Frontiers in Models Based on Gaussian Process Priors: Asymptotics, Applications, and Scalability

Terrance Savitsky Chair
US Bureau of Labor Statistics
 
Sanvesh Srivastava Organizer
University of Iowa
 
Tuesday, Aug 6: 2:00 PM - 3:50 PM
1089 
Invited Paper Session 
Oregon Convention Center 
Room: CC-C123 

Applied

Yes

Main Sponsor

Section on Bayesian Statistical Science

Co Sponsors

International Indian Statistical Association
International Society for Bayesian Analysis (ISBA)

Presentations

Bayesian Fixed-Domain Asymptotics for Covariance Parameters in Spatial Gaussian Process Models

Gaussian process models typically contain finite dimensional parameters in the covariance function that need to be estimated from the data. We establish new Bayesian fixed-domain asymptotic theory for the covariance parameters in spatial Gaussian process regression models with an isotropic Matern covariance function, which has many applications in spatial statistics. For the model without nugget, we show that when the domain dimension is less than or equal to three, the microergodic parameter and the range parameter are asymptotically independent in the posterior. While the posterior distribution of microergodic parameter is asymptotically normal with a shrinking variance, the posterior distribution of range parameter does not converge to any point mass in general. For the model with nugget, we derive new evidence lower bound and consistent higher-order quadratic variation estimators, which lead to explicit posterior contraction rates for both the microergodic parameter and the nugget parameter. We further study the asymptotic efficiency of Bayesian kriging prediction. All the new theoretical results are verified in numerical experiments and real data analysis.  

Speaker

Cheng Li

Bayesian Non-linear Latent Variable Modeling via Random Fourier Features

The Gaussian process latent variable model (GPLVM) is a popular probabilistic method used for nonlinear dimension reduction, matrix factorization, and state-space modeling. Inference for GPLVMs is computationally tractable only when the data likelihood is Gaussian.

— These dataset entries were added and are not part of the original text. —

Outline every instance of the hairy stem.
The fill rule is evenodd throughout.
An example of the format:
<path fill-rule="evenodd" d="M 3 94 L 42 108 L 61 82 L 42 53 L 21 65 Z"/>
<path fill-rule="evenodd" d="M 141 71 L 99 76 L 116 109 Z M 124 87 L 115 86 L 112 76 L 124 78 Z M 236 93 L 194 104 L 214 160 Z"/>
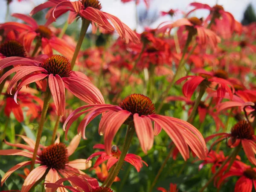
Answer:
<path fill-rule="evenodd" d="M 159 176 L 160 176 L 160 175 L 161 175 L 162 172 L 163 170 L 163 168 L 164 168 L 166 164 L 167 161 L 168 161 L 168 160 L 169 160 L 169 159 L 170 159 L 170 157 L 172 156 L 172 152 L 173 151 L 173 150 L 174 150 L 175 147 L 175 145 L 173 145 L 172 146 L 172 147 L 170 150 L 170 152 L 169 152 L 169 154 L 168 154 L 168 155 L 166 156 L 165 159 L 164 160 L 164 161 L 163 161 L 163 163 L 162 164 L 161 167 L 160 167 L 160 169 L 158 170 L 158 172 L 157 172 L 157 176 L 155 177 L 154 181 L 153 181 L 153 183 L 152 183 L 152 184 L 151 185 L 151 186 L 150 186 L 150 189 L 149 189 L 149 192 L 152 192 L 152 190 L 153 190 L 154 187 L 157 183 L 157 180 L 158 180 Z"/>
<path fill-rule="evenodd" d="M 73 55 L 73 57 L 72 58 L 72 61 L 71 61 L 71 68 L 73 69 L 75 64 L 76 64 L 76 60 L 79 53 L 80 48 L 83 43 L 83 40 L 85 36 L 85 34 L 88 29 L 88 27 L 90 23 L 90 22 L 87 19 L 84 18 L 82 19 L 82 26 L 81 27 L 81 30 L 80 31 L 80 34 L 79 35 L 79 38 L 77 41 L 77 44 L 76 44 L 76 49 L 75 49 L 75 52 L 74 55 Z"/>
<path fill-rule="evenodd" d="M 205 92 L 205 87 L 201 87 L 200 88 L 200 91 L 199 91 L 199 95 L 195 100 L 195 102 L 194 106 L 193 106 L 192 111 L 191 111 L 191 113 L 190 113 L 190 114 L 188 118 L 187 121 L 188 122 L 192 123 L 194 121 L 194 119 L 195 116 L 196 111 L 197 110 L 198 105 L 199 105 L 200 102 L 201 101 L 201 99 L 202 99 L 202 97 L 203 97 Z"/>
<path fill-rule="evenodd" d="M 34 153 L 33 154 L 33 157 L 32 158 L 31 166 L 30 166 L 30 171 L 33 170 L 34 169 L 34 166 L 35 166 L 35 162 L 38 150 L 40 143 L 40 140 L 41 139 L 41 136 L 42 136 L 42 132 L 43 132 L 44 124 L 44 122 L 45 121 L 47 110 L 48 108 L 48 107 L 49 106 L 49 103 L 50 102 L 50 99 L 51 99 L 51 96 L 52 94 L 51 93 L 51 91 L 50 91 L 49 87 L 47 87 L 46 91 L 45 92 L 44 105 L 43 106 L 43 109 L 42 110 L 41 118 L 40 119 L 40 121 L 39 122 L 39 125 L 38 130 L 38 133 L 36 136 L 36 140 L 35 141 L 35 149 L 34 149 Z"/>
<path fill-rule="evenodd" d="M 111 175 L 109 175 L 107 178 L 107 181 L 106 182 L 106 187 L 110 187 L 111 186 L 116 177 L 117 176 L 118 173 L 119 173 L 119 171 L 121 169 L 125 160 L 125 158 L 126 156 L 126 154 L 128 151 L 128 149 L 130 147 L 131 139 L 132 139 L 135 131 L 135 129 L 133 124 L 131 123 L 129 125 L 128 128 L 127 128 L 127 131 L 126 132 L 126 135 L 125 135 L 125 139 L 124 145 L 123 146 L 121 155 L 119 157 L 118 161 L 116 163 L 116 167 L 115 168 L 113 173 Z"/>
<path fill-rule="evenodd" d="M 222 168 L 223 168 L 223 167 L 224 167 L 224 166 L 225 166 L 225 165 L 226 165 L 226 164 L 229 161 L 229 160 L 230 160 L 230 159 L 231 159 L 231 158 L 235 156 L 236 157 L 236 156 L 237 154 L 238 153 L 238 152 L 240 150 L 240 149 L 241 149 L 240 146 L 237 146 L 234 149 L 234 150 L 233 150 L 232 152 L 230 154 L 230 156 L 228 156 L 228 157 L 227 157 L 226 159 L 226 160 L 225 160 L 225 161 L 224 161 L 224 162 L 223 162 L 223 163 L 222 163 L 221 166 L 220 167 L 219 167 L 219 168 L 218 169 L 218 170 L 215 172 L 215 173 L 214 174 L 213 174 L 213 175 L 212 175 L 212 177 L 211 178 L 210 178 L 210 179 L 209 180 L 208 182 L 205 184 L 205 185 L 204 185 L 204 186 L 202 188 L 202 189 L 201 189 L 200 191 L 199 191 L 199 192 L 203 192 L 204 190 L 204 189 L 206 189 L 206 188 L 209 185 L 209 184 L 210 184 L 211 183 L 211 182 L 212 181 L 212 180 L 216 177 L 216 176 L 218 175 L 219 173 L 219 172 L 221 172 L 221 169 L 222 169 Z M 235 157 L 235 158 L 236 158 L 236 157 Z M 231 162 L 230 162 L 230 163 L 231 163 Z"/>

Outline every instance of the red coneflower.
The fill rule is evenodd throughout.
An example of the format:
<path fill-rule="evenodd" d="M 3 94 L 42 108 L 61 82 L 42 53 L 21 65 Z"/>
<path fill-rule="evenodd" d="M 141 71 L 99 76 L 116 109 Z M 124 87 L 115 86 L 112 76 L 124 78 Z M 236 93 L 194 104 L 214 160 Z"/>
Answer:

Here, we present a method to perform Markov chain Monte Carlo (MCMC) inference for generalized Bayesian nonlinear latent variable modeling. The crucial insight necessary to generalize GPLVMs to arbitrary observation models is that we approximate the kernel function in the Gaussian process mappings with random Fourier features; this allows us to compute the gradient of the posterior in closed form with respect to the latent variables. We show that we can generalize GPLVMs to non-Gaussian observations, such as Poisson, negative binomial, and multinomial distributions, using our random feature latent variable model (RFLVM). Our generalized RFLVMs perform on par with state-of-the-art latent variable models on a wide range of applications. 

Speaker

Michael Zhang

Deep Gaussian Process Surrogates - Big and Small

Deep Gaussian processes (DGPs) upgrade ordinary GPs through functional composition, in which intermediate GP layers warp the original inputs, providing flexibility to model non-stationary dynamics. Recent applications in machine learning favor approximate, optimization-based inference for fast predictions, but applications to computer surrogate modeling demand broader uncertainty quantification (UQ). We prioritize UQ through full posterior integration in a Bayesian scheme, hinging on elliptical slice sampling the latent layers. We demonstrate how our DGP's non-stationary flexibility, combined with appropriate UQ, allows for active learning: a virtuous cycle of data acquisition and model updating that departs from traditional space-filling design and yields more accurate surrogates for fixed simulation effort. But not all simulation campaigns can be developed sequentially, and many existing computer experiments are simply too big for full DGP posterior integration because of cubic scaling bottlenecks. For this case we introduce the Vecchia approximation. We vet DGPs on simulated and real-world examples, and we showcase implementation in the deepgp package for R on CRAN. 

Speaker

Annie Booth, NC State University

Inferring manifolds from noisy data using Gaussian processes

We focus on the study of a noisy data set sampled around an unknown Riemannian submanifold of a high-dimensional space. Most existing manifold learning algorithms replace the original data with lower dimensional coordinates without providing an estimate of the manifold in the observation space or using the manifold to denoise the original data. We propose a Manifold reconstruction via Gaussian processes (MrGap) algorithm for addressing these problems, allowing interpolation of the estimated manifold between fitted data points. The proposed approach is motivated by novel theoretical properties of local covariance matrices constructed from noisy samples on a manifold. Our results enable us to turn a global manifold reconstruction problem into a local regression problem, allowing the application of Gaussian processes for probabilistic manifold reconstruction. In this talk, I will review the classical manifold learning algorithms and discuss the theoretical foundation of the new method, MrGap. Simulated and real data examples will be provided to illustrate the performance. This talk is based on the joint work with David Dunson.  

Speaker

Nan Wu, the University of Texas at Dallas